A night at the opera was held at Congregation Machane Chodosh in Forest Hills on Monday, August 15.
Around 50 people enjoyed David Babinet singing in Italian, French, Yiddish, Hebrew, and English. Babinet is a classically trained opera singer and a baal t’shuvah.
The concert was in honor of Rabbi Manfred Gans on his second yahrzeit. Rabbi Gans led the congregation from 1950 until retiring in 2010 (see sidebar article).
“Rabbi Gans embodied the traditions of Torah and prayer – with dignity and beauty.” “This was expressed in Rabbi Gans’ love of Jewish music, and art and culture in general,” said Rabbi Yossi Mendelson, successor to Rabbi Gans.
Members of Congregation Machane Chodosh learned Kitzur Shulchan Aruch for months before the concert in the merit of Rabbi Gans.
Rabbi Mendelson said a prayer recognizing the learning, lit a yahrzeit candle, and recited a Keil Malei Rachamim.
The evening’s artist, David Babinet, has performed at the Los Angeles Opera House, Chicago’s Opera Theater, and many other venues.
He has a bachelor’s degree in Music from the University of Colorado, a master’s degree in Music in Voice, and a Diploma in Opera, both from the Cincinnati College-Conservatory of Music.
Babinet was raised in a secular but very spiritual home in Greenwich, Connecticut. It was “almost new-agey” with parents who were former hippies.

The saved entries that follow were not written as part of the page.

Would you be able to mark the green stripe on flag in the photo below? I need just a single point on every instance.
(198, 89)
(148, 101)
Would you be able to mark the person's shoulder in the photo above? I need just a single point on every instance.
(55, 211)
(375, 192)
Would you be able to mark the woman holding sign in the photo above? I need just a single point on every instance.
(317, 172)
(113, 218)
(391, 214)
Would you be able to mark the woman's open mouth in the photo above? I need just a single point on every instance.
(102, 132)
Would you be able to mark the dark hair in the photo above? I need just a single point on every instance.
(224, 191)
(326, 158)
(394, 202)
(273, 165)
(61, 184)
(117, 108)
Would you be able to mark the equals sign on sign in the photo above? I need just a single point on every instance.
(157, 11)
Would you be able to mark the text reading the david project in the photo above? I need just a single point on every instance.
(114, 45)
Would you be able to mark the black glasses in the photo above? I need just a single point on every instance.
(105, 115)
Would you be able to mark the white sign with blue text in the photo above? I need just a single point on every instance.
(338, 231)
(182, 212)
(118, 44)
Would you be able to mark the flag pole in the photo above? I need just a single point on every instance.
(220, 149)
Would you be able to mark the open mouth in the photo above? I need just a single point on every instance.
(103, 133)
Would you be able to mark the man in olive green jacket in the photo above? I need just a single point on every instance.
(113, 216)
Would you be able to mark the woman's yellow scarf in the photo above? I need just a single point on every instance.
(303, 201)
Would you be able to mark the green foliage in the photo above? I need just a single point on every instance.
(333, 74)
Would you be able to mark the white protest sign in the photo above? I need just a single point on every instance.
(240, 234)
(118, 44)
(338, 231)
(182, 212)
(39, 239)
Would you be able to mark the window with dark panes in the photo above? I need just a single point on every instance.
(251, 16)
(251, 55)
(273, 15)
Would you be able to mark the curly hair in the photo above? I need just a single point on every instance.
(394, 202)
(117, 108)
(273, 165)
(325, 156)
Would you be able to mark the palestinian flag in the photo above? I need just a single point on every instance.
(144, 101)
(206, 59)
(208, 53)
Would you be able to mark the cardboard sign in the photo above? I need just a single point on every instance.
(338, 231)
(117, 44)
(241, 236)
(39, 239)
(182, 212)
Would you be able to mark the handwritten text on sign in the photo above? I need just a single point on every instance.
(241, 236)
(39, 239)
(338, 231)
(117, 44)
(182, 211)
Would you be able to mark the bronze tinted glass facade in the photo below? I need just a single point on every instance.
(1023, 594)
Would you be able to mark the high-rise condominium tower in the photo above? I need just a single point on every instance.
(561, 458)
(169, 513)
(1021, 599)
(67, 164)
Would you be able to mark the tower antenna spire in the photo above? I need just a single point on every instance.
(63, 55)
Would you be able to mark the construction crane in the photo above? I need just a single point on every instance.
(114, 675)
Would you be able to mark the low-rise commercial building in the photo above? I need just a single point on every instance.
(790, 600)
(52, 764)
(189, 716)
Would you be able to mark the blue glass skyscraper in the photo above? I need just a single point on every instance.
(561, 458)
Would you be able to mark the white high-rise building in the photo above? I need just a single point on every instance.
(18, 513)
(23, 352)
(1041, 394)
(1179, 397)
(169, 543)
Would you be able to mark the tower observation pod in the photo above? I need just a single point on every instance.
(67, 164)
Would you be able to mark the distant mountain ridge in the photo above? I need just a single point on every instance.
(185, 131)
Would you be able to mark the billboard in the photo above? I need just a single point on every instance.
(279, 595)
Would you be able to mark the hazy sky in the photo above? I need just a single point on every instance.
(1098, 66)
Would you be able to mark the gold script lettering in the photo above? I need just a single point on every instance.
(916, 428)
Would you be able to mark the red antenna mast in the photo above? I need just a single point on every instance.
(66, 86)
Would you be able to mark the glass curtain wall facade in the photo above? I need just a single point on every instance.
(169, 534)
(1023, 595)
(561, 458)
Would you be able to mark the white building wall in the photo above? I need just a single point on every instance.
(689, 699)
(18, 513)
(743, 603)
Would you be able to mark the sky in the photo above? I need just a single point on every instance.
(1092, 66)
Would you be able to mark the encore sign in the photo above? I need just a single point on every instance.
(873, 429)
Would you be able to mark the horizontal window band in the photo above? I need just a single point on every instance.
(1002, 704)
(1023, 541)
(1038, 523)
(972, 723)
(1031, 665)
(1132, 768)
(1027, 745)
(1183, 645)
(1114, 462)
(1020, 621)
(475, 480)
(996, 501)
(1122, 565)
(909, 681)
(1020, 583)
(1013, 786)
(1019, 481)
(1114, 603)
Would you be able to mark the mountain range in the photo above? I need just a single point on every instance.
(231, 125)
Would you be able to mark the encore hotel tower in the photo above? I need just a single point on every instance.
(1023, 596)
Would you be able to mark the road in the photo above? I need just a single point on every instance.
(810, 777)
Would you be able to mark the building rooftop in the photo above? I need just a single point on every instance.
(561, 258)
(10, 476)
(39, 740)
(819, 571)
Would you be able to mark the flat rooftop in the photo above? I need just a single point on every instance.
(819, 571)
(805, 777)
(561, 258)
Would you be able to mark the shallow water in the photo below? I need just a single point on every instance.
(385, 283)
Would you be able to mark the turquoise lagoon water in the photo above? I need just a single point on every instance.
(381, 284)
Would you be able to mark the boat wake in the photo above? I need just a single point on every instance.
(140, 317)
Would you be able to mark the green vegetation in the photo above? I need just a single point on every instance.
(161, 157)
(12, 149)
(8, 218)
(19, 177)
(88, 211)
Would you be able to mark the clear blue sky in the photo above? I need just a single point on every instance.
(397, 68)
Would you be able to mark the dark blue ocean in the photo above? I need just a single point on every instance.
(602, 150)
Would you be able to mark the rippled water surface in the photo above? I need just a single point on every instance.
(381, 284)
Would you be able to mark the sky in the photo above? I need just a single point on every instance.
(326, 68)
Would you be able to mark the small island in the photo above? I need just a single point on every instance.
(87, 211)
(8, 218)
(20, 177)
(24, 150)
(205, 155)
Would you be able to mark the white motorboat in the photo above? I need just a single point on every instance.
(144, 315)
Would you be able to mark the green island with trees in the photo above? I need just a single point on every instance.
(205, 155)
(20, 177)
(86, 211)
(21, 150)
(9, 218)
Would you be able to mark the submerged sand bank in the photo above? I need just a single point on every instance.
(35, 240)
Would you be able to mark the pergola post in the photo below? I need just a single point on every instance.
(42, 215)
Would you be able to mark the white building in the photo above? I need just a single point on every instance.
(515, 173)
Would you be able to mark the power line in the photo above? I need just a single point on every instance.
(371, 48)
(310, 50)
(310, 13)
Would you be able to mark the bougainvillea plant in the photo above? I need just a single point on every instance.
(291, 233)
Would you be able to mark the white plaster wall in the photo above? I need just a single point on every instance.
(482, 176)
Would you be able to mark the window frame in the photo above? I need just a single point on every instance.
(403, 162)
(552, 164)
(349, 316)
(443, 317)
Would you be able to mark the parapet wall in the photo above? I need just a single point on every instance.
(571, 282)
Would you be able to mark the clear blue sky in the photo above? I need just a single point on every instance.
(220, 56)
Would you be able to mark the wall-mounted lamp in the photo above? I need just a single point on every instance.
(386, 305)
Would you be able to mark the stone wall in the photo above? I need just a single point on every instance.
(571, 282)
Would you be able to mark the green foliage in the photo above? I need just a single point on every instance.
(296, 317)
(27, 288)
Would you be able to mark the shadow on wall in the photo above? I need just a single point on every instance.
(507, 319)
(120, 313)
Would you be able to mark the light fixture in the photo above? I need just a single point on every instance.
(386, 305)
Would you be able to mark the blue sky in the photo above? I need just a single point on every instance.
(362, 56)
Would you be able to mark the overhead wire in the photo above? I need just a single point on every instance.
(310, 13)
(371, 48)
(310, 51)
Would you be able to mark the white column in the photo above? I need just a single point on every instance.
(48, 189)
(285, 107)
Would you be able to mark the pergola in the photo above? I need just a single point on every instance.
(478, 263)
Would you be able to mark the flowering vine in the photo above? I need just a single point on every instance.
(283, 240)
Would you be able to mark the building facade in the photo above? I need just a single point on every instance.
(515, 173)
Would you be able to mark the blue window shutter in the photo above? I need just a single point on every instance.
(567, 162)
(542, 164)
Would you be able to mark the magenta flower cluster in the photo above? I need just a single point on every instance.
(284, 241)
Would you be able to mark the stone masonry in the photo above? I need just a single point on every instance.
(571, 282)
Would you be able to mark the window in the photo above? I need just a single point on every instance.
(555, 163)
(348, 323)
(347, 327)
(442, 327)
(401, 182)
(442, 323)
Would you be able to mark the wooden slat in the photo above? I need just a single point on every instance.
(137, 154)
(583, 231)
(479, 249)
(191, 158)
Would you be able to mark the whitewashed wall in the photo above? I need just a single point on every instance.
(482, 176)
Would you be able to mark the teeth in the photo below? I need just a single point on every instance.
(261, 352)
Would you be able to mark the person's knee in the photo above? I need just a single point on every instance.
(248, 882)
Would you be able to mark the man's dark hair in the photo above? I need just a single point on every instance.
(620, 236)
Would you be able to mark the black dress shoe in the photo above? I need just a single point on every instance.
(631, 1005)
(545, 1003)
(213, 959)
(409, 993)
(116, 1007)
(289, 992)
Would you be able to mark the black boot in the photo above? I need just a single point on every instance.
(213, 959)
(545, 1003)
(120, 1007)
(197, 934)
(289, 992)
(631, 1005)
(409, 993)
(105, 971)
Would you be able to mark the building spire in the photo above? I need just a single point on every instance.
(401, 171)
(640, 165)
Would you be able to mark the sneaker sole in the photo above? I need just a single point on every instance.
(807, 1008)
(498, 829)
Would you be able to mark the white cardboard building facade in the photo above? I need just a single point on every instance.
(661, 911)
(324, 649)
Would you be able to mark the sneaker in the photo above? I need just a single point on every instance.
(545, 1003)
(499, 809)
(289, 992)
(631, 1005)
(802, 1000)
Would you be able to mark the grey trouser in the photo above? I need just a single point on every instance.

During his first trip to Israel in 2004 to sing Verdi’s Falstaff Opera, he “was just blown away” by the Jewish people and the history there.
“After Israel, I was so thirsty and so hungry for Yiddishkeit,” he said at the concert.
Babinet learned for three years at Yeshiva Tifferet Menachem in Seagate, Brooklyn. He is married with two children, living in East Flatbush.
Introducing his first song, “The Catalogue Aria,” from Mozart’s “Don Giovanni,” Babinet said he identified with the servant, Leporello. “He awakened a little bit of me, wanting to do things a little better.”
Babinet’s grandmother was a performer in the Yiddish Theater in New York City. “She was like a movie star.”
Babinet sang “A Yiddishe Mama” and “Mammele” – “Yiddish songs that have great respect and admiration for Jewish mothers.”
He sang the long version of “Rumania, Rumania.”
He dedicated the song “La Vie Ein Rose” to his father, who sings this song at family gatherings. “This is a love song to my Dad who taught me so just great, wonderful morals and outlook in the world.”
The Fiddler on the Roof medley – “Tradition,” “Sunrise, Sunset,” and “If I Were a Rich Man” – had the audience clapping and singing along.
With David Babinet as baritone and Rabbi Yossi Mendelson as the tenor, they sang the encore, “Bo’i B’Shalom,” using harmonies from Andrea Bocelli’s “Con te Partirò.”
On the piano was Yisroel Edelson, who “worked very closely with Leonard Bernstein for many years,” said Babinet. Edelson’s early musical education was in former Communist Russia.
Long-time Forest Hills resident Herbert Levy said Rabbi Gans “was a real connoisseur” of classical and symphony music. “He would’ve enjoyed the concert.”
Maureen Eoyser, an aide to the Gans family for 22 years, said Rabbi Manfred and Rebbetzin Liselotte Gans enjoyed getting dressed up to go to the Metropolitan Opera and Lincoln Center for classical music.